Investigating the interaction of indapamide and its derivatives with phosphorylated human NCC: a multi-scale computational method

Abstract Diuretics used to manage hypertension are often framed around the sodium-chloride cotransporter (NCC) due to Indapamide's renal depleting effects, yet NCC's role in electrolyte balance remains actively untargeted within clinical settings. This study integrated computational NCC modeling concepts like crystal structure prediction and docking simulations, creating molecular dynamics frameworks for the three novel Indapamide ester derivatives (Ind-1, Ind-2, Ind-3), to evaluate phosphorylated NCC docking criteria and establish binding control mechanisms.

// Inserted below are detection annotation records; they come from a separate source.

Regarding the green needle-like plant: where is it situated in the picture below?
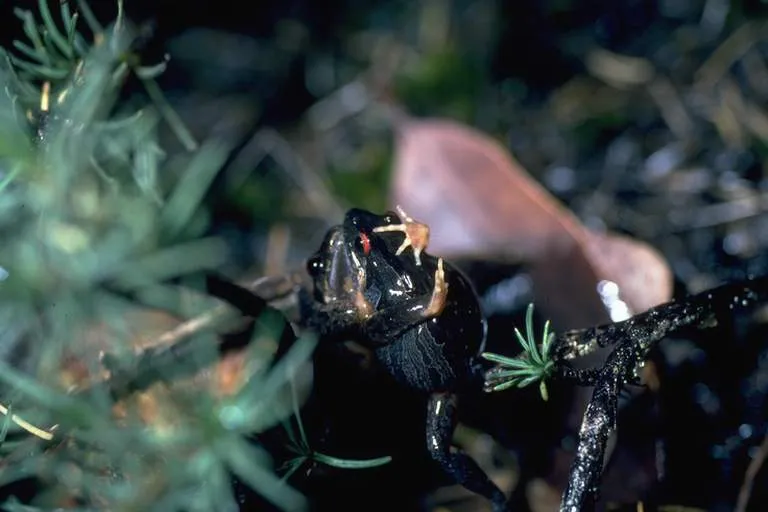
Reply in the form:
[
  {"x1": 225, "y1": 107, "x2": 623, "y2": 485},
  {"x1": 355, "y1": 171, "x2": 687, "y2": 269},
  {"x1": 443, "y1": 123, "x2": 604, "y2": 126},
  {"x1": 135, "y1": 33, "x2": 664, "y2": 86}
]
[
  {"x1": 481, "y1": 304, "x2": 555, "y2": 400},
  {"x1": 281, "y1": 370, "x2": 392, "y2": 480}
]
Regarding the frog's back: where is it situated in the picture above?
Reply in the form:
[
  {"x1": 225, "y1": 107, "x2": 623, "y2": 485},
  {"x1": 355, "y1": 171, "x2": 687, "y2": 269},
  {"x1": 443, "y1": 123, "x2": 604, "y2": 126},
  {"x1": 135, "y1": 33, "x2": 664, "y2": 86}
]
[{"x1": 376, "y1": 258, "x2": 486, "y2": 391}]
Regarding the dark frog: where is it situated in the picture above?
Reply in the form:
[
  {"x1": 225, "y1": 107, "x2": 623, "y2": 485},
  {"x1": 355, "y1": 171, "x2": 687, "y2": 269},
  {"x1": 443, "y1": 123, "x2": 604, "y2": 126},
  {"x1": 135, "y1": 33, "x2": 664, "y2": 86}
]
[{"x1": 302, "y1": 209, "x2": 505, "y2": 510}]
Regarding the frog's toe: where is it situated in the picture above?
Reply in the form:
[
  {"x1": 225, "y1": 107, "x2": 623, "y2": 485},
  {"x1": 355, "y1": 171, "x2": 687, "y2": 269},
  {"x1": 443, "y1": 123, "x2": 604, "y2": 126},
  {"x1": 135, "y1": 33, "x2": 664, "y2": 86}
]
[{"x1": 373, "y1": 206, "x2": 429, "y2": 265}]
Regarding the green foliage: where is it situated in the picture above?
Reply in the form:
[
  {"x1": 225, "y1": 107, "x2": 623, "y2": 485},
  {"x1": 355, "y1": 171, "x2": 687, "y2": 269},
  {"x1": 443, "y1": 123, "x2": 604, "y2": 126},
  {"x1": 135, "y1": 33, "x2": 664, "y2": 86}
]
[
  {"x1": 0, "y1": 0, "x2": 314, "y2": 511},
  {"x1": 482, "y1": 304, "x2": 555, "y2": 400},
  {"x1": 396, "y1": 47, "x2": 486, "y2": 123}
]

Ind-1 and Ind-3 demonstrated the strongest docking capabilities, displaying remarkable stability in complex formation with phosphate NCC that relied heavily on expansive hydrogen bonding alongside non-covalent interactions. Electronic structure analysis of HOMO-LUMO gaps alongside increased electronegativity further validated binding strength projections alongside ADME implications, which attributed favorable pharmacokinetics to Ind-1 and Ind-3 despite limited gastrointestinal absorption for Ind-3. These outcomes help NCC diuretic designers optimize therapeutic techniques and maneuver molecular architecture toward more potent but easier to control medications.